My lovely girlfriend and I sat down over a homecooked meal, and discussed the pros and cons of attending the memorial.
I decided, with her support, that we would attend.
I spent years of my life pretending to be a Witness to please my mother. When I left the Witnesses, my mother said some hurtful things.
And those things really hurt me... for a while. But I established myself as my own person, developed my own relationships, and have gotten a good start on my own life.
I don't know that I want to hurt my mother back, but I do want to make it abundantly clear to her, my grandmother, and all the members of my former congregation, that RichieRich is alive and kicking.
And I think that walking into the Kingdom Hall, dressed respectfully in a suit, yet with full piercing jewelry intact, and with Erika wearing something classy that steals the brother's eyes, and draws glares from the humble sisters, will be just the thing to send that message to my mother.
I don't plan on partaking or making a disturbance.
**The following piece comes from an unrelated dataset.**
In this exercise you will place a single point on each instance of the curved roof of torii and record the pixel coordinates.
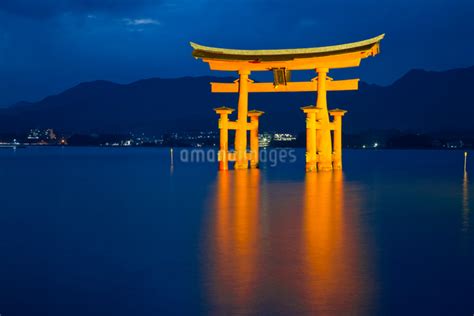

I think my presence will make things uneasy enough.
And I don't really know how to eloquently express in words my purpose for going. I want to make a scene, without making a scene. I want to make people rethink their actions over the past year. And I want to show everybody that I'm still kicking.
I don't know why I felt compelled to post this here, I guess I'm just looking for some support, or ideas, or something.
My mind is all jumbled up here recently.